Plain credentials never appear in flow YAML, environment YAML, or connection YAML. They are referenced as ${secret:path} (whole-value) or ${secret:path:key} (sub-key form, useful when one secret entry has multiple fields like host/username/password).

# In a connection file
Host: "${secret:sftp/partner:host}"
UserName: "${secret:sftp/partner:username}"
Password: "${secret:sftp/partner:password}"

Secrets are resolved at flow start in a single async batch. A flow that fails secret resolution fails before any operator runs — there is no half-failed state where one step ran with a real credential and a later step crashed on a missing one. There is also no mid-flight credential swap: a running flow continues with the values it resolved at start.

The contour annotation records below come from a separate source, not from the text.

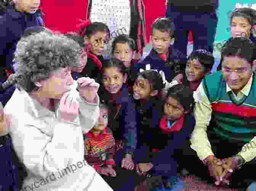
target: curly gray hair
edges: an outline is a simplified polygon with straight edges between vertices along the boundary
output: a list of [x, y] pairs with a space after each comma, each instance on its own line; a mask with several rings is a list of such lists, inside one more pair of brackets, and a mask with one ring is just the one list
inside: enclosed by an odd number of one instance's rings
[[49, 79], [61, 68], [77, 67], [80, 46], [60, 34], [42, 32], [21, 39], [17, 45], [17, 84], [28, 93], [36, 91], [36, 82]]

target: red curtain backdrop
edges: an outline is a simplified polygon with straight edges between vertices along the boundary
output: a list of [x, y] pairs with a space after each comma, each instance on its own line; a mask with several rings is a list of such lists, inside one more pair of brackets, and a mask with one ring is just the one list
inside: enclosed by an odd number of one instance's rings
[[[158, 17], [165, 16], [165, 0], [158, 0], [156, 4], [152, 3], [152, 0], [143, 0], [143, 2], [145, 7], [147, 39], [149, 42], [152, 23]], [[42, 0], [41, 2], [45, 25], [51, 30], [62, 33], [77, 31], [79, 19], [86, 18], [88, 0]], [[190, 40], [192, 41], [191, 35]]]

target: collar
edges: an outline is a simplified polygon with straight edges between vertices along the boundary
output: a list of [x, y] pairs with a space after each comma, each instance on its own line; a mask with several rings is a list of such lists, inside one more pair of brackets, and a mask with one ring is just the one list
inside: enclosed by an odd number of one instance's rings
[[[170, 55], [172, 51], [172, 49], [171, 48], [171, 47], [170, 47], [169, 49], [169, 50], [168, 50], [168, 52], [167, 53], [168, 55], [167, 58], [167, 61], [168, 62], [169, 62], [170, 61]], [[149, 55], [152, 60], [160, 60], [162, 61], [163, 62], [165, 62], [163, 60], [162, 60], [162, 59], [161, 59], [161, 58], [160, 58], [159, 55], [158, 54], [158, 53], [157, 53], [157, 51], [156, 51], [155, 50], [154, 50], [153, 49], [152, 49], [151, 52], [150, 52]]]
[[[6, 8], [6, 13], [14, 19], [20, 19], [26, 14], [25, 13], [18, 11], [14, 6], [9, 6]], [[28, 13], [27, 14], [32, 14]]]
[[[241, 90], [240, 92], [241, 93], [243, 93], [243, 94], [247, 96], [247, 97], [249, 95], [249, 93], [250, 92], [250, 90], [251, 90], [251, 85], [252, 84], [253, 75], [253, 73], [252, 73], [251, 75], [250, 79], [249, 80], [249, 81], [248, 81], [247, 83], [245, 86], [245, 87], [243, 87], [243, 89], [242, 89]], [[229, 87], [227, 85], [227, 84], [226, 83], [226, 92], [227, 93], [228, 92], [230, 92], [230, 91], [233, 92], [232, 90], [231, 90], [231, 88]]]

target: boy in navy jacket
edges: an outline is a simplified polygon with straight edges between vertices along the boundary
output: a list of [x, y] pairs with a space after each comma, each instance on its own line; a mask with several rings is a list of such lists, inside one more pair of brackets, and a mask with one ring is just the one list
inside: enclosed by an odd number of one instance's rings
[[174, 77], [182, 76], [187, 59], [184, 55], [172, 47], [176, 35], [175, 26], [170, 19], [157, 19], [152, 25], [153, 49], [145, 59], [136, 65], [135, 73], [145, 70], [156, 70], [162, 76], [166, 88], [170, 87], [168, 84]]
[[[38, 9], [40, 0], [17, 0], [10, 3], [2, 9], [3, 17], [0, 19], [0, 83], [4, 82], [14, 73], [13, 68], [16, 46], [26, 28], [43, 25], [41, 13]], [[3, 14], [4, 12], [4, 14]], [[11, 86], [5, 92], [1, 92], [0, 101], [5, 105], [15, 89]]]
[[18, 0], [6, 8], [0, 20], [0, 58], [1, 69], [12, 69], [16, 45], [25, 30], [37, 25], [43, 25], [40, 14], [37, 12], [40, 0]]

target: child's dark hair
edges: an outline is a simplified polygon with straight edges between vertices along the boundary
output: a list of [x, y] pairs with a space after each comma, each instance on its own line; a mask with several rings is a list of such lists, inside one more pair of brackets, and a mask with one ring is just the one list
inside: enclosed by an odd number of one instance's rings
[[251, 8], [240, 8], [232, 12], [230, 16], [230, 24], [233, 17], [237, 17], [246, 19], [252, 26], [256, 24], [256, 11]]
[[106, 109], [109, 110], [109, 107], [102, 101], [99, 103], [99, 109]]
[[161, 32], [170, 33], [170, 36], [175, 38], [176, 34], [176, 29], [174, 24], [170, 19], [167, 18], [160, 18], [157, 19], [152, 25], [151, 35], [153, 30], [160, 30]]
[[112, 58], [110, 60], [105, 62], [104, 65], [103, 65], [103, 66], [101, 69], [102, 76], [103, 75], [104, 70], [106, 68], [112, 67], [118, 68], [119, 71], [124, 75], [125, 74], [128, 74], [128, 73], [127, 69], [125, 68], [122, 61], [115, 58]]
[[101, 22], [90, 22], [88, 21], [84, 21], [80, 25], [79, 35], [83, 36], [90, 37], [99, 31], [107, 32], [110, 36], [110, 31], [106, 24]]
[[112, 54], [114, 54], [117, 46], [117, 43], [128, 43], [129, 47], [133, 51], [137, 51], [137, 48], [134, 40], [127, 35], [122, 34], [115, 38], [112, 43]]
[[160, 93], [163, 88], [163, 78], [157, 71], [153, 70], [145, 70], [139, 73], [138, 76], [140, 76], [149, 81], [152, 91], [157, 90]]
[[85, 40], [83, 39], [83, 38], [77, 33], [69, 32], [65, 34], [64, 35], [77, 43], [81, 47], [85, 47]]
[[12, 0], [0, 0], [0, 15], [6, 12], [6, 8], [8, 6], [13, 6]]
[[188, 60], [198, 60], [205, 68], [206, 71], [211, 69], [214, 64], [214, 57], [213, 54], [204, 49], [193, 51], [188, 58]]
[[256, 46], [246, 37], [229, 38], [221, 48], [221, 52], [222, 61], [226, 56], [238, 56], [251, 64], [256, 60]]
[[173, 98], [177, 99], [185, 110], [192, 111], [195, 103], [193, 93], [188, 87], [183, 84], [178, 84], [171, 87], [168, 90], [166, 99]]

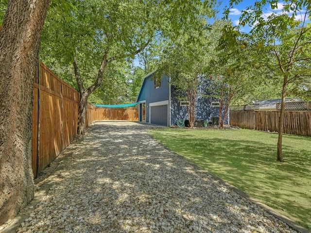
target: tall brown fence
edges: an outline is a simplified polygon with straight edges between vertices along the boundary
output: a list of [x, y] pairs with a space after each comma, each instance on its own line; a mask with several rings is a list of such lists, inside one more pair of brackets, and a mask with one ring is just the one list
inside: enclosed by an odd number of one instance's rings
[[138, 108], [105, 108], [96, 107], [94, 109], [94, 117], [97, 120], [123, 120], [138, 121]]
[[32, 167], [36, 176], [76, 136], [79, 95], [42, 62], [34, 85]]
[[[76, 136], [80, 97], [42, 62], [34, 87], [32, 159], [36, 176]], [[107, 119], [138, 120], [138, 108], [97, 108], [88, 103], [86, 127]]]
[[[277, 132], [279, 114], [278, 111], [231, 111], [230, 122], [241, 128]], [[311, 111], [285, 111], [283, 133], [311, 136]]]

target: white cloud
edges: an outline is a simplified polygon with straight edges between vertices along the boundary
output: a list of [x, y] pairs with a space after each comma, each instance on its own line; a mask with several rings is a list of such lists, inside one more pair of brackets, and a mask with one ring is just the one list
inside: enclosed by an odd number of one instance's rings
[[277, 2], [277, 9], [275, 9], [276, 11], [281, 11], [284, 8], [284, 3], [283, 2]]
[[230, 13], [229, 15], [232, 16], [239, 16], [241, 14], [241, 12], [240, 10], [237, 8], [232, 8], [230, 9]]
[[306, 16], [305, 14], [300, 14], [295, 16], [295, 20], [303, 21]]
[[234, 26], [238, 25], [239, 23], [240, 23], [240, 20], [239, 19], [237, 19], [236, 20], [233, 20]]

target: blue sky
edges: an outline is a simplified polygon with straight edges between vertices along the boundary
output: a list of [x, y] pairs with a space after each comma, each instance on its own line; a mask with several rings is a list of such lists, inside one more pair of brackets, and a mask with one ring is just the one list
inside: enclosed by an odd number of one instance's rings
[[[222, 1], [219, 1], [221, 2]], [[237, 5], [234, 6], [233, 8], [230, 10], [230, 13], [229, 15], [229, 17], [231, 19], [234, 26], [237, 25], [239, 24], [239, 18], [241, 16], [241, 11], [244, 10], [250, 5], [253, 5], [255, 2], [255, 0], [243, 0], [242, 2], [238, 4]], [[283, 5], [285, 4], [284, 1], [280, 0], [277, 3], [277, 9], [273, 10], [271, 9], [270, 5], [267, 4], [263, 11], [263, 17], [267, 17], [271, 15], [273, 12], [275, 12], [276, 14], [280, 14], [282, 12], [282, 9], [283, 9]], [[219, 13], [218, 14], [217, 16], [221, 17], [223, 16], [222, 13], [223, 11], [223, 9], [226, 5], [229, 5], [229, 0], [223, 0], [221, 6], [219, 7], [219, 9], [220, 10]], [[298, 14], [295, 16], [295, 18], [297, 20], [301, 20], [303, 18], [305, 15], [305, 11], [301, 11], [300, 14]], [[244, 29], [244, 31], [247, 32], [249, 30], [249, 28], [246, 28]]]
[[[221, 18], [223, 15], [222, 14], [224, 12], [226, 5], [229, 5], [229, 0], [220, 0], [217, 1], [219, 2], [221, 2], [221, 4], [218, 7], [218, 10], [219, 12], [217, 14], [216, 17], [218, 18]], [[233, 25], [236, 26], [239, 24], [239, 18], [241, 15], [241, 12], [243, 10], [245, 9], [248, 6], [252, 5], [255, 2], [255, 0], [243, 0], [242, 2], [238, 4], [237, 5], [234, 6], [232, 9], [230, 10], [230, 14], [229, 15], [229, 18], [232, 20]], [[277, 3], [277, 9], [276, 10], [272, 10], [270, 6], [267, 4], [263, 10], [263, 17], [268, 17], [274, 11], [276, 14], [280, 14], [282, 12], [282, 9], [283, 8], [283, 5], [284, 4], [284, 2], [280, 0]], [[303, 18], [304, 17], [304, 14], [305, 14], [305, 11], [302, 11], [300, 14], [297, 14], [296, 16], [296, 18], [298, 20]], [[310, 20], [307, 20], [308, 22]], [[246, 26], [243, 28], [240, 29], [242, 31], [247, 33], [250, 31], [250, 28], [248, 26]], [[136, 58], [134, 60], [135, 66], [140, 66], [138, 59]]]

Three surfaces, same primitives:

Terminal window
# CLI — one secret at a time
zen secrets set prod/db connection-string="Server=prod-db;Database=warehouse;…"
Terminal window
# REST
curl -X POST http://localhost:5000/api/v1/platform/entities/secret \
-H "Authorization: Bearer $TOKEN" \
-d '{"path":"prod/db","value":{"connection-string":"…"}}'
# MCP — Claude Code, VS Code, or any MCP client
Tool: set-secret args: { Path: "prod/db", Value: { ... } }

Rotation is a re-set: write the new value to the same path. The change takes effect for any invocation that starts after the write.

Two providers:

  • Encrypted file — AES-256-GCM with a 256-bit key, single-host. The encryption key comes from one of three sources: a direct base64 key, a file path, or a PBKDF2 password (100,000 SHA-256 iterations). The file lives at auth/secrets.enc and is never git-tracked (**/*.enc is a hardcoded exclude).
  • HashiCorp Vault — for multi-host and centralised secret management.

Secrets do not travel through git config sync — replicate them out-of-band (a shared Vault, or a copied secret blob + key).

The modern form ties a connection to a secret declaratively. A credentials: block names a multi-key serviceAccount: secret plus a fields: map of yamlField → blobKey:

type: zenvara/sftp
credentials:
serviceAccount: sftp/partner
fields:
Host: host
UserName: username
Password: password

Per-user credentials override the service-account default when personal/<owner>/<connection> is set — <owner> is the underlying user id. Global API keys, triggers, cron, and queue invocations silently use the service account by construction.

A policy says “flows tagged X may read paths matching Y” — this is what stops a careless author from referencing production credentials in a dev pipeline. The policy file (auth/secrets-policy.yaml) is configured by an administrator; flow authors interact with it through tags.

Tags live on a sibling annotation keyed by entity, not in the flow YAML — they are governance metadata, not pipeline logic. Add one with add-tag (MCP/REST): entityType: flow, entityId: my-flow, tag: production. The policy engine reads the annotation at flow-start. Path-based access rules are separate from user roles, so a dev flow cannot reach prod secrets even if the invoking user is an admin.